I
Nas calçadas, nos desvãos da noite,
debaixo de pontes, lá estão eles
como hienas, em andrajos, pestilentos,
na sua cantilena de desgraçados.
Que eles não invadam os nossos jardins,
não devorem as nossas roseiras!
nem depredem o canteiro de azáleas
nem urinem sobre os girassóis em brasa.
Nos fundos lá da rodoviária
são despejados a intervalos regulares
e ali se multiplicam como moscas
pondo ovos que logo chocam ali mesmo.
Não têm dentes mas como trituram
toda a grama, todo e qualquer arbusto
ao seu alcance, como um formigueiro
ou uma terrível horda de gafanhotos.
Retirantes, excluídos, sem-terra.
sem-teto, sem renda, analfabetos
dejetos, escravos, servos, deserdados
arregimentados viram votos oportunos.
II
Aquelas chagas não são implantes
mais bem (ou mal) são cancros cancerosos
não são transplantes ou cirurgias plásticas
são brotações ulcerosas circunstantes.
São seqüelas de mazelas hereditárias
de capitanias e oligarquias perpétuas
que permanecem na pele e no cerne
e se multiplicam por gerações infinitas.
Rebrotam como cogumelos renitentes
são como cactos na seca sempiterna
gravatás sobreviventes do incêndio
natural que devasta e revive anualmente.
Perpetuam formas de domínio seculares
entranhadas nas memórias ancestrais
implantadas como castas naturais
mais que atávicas elas são telúricas.
(Uma casta que se reproduz cativa
nas entranhas da terra cáustica
que resseca e rebrota e reverbera
ao sol que multiplica e degenera).
Apenas nascem e já se reproduzem
sem as faculdades completas, pouco
ou quase nada, desnutridos, mas ágeis
reforçando apenas os membros indispensáveis.

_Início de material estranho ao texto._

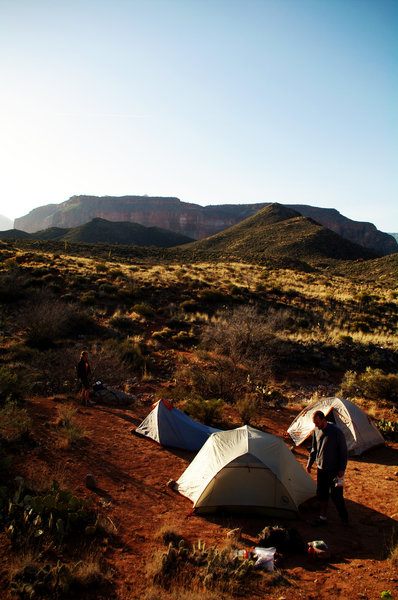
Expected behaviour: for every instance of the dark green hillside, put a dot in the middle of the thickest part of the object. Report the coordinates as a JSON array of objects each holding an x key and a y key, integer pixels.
[
  {"x": 109, "y": 232},
  {"x": 14, "y": 234},
  {"x": 277, "y": 231},
  {"x": 383, "y": 269},
  {"x": 101, "y": 231},
  {"x": 52, "y": 233}
]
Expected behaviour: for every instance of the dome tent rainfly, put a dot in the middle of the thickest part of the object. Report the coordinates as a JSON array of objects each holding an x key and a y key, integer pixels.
[
  {"x": 359, "y": 431},
  {"x": 171, "y": 427},
  {"x": 246, "y": 469}
]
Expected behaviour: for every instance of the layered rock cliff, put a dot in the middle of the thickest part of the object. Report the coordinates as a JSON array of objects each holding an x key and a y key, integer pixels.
[{"x": 192, "y": 220}]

Os braços de capinar e ceifar a cana
os pés rachados de caminhar e correr
o sexo para reproduzir e multiplicar
e garantir a perpetuação da serventia.
Sem luz, sem tudo, sem nada
(virando números em cadastros oficiais),
como dizem agora, sem cidadania
mas eu completaria: sem-humanidade
Extraído do livro RETRATOS & POESIA REUNIDA (Brasília: Thesaurus, 2004).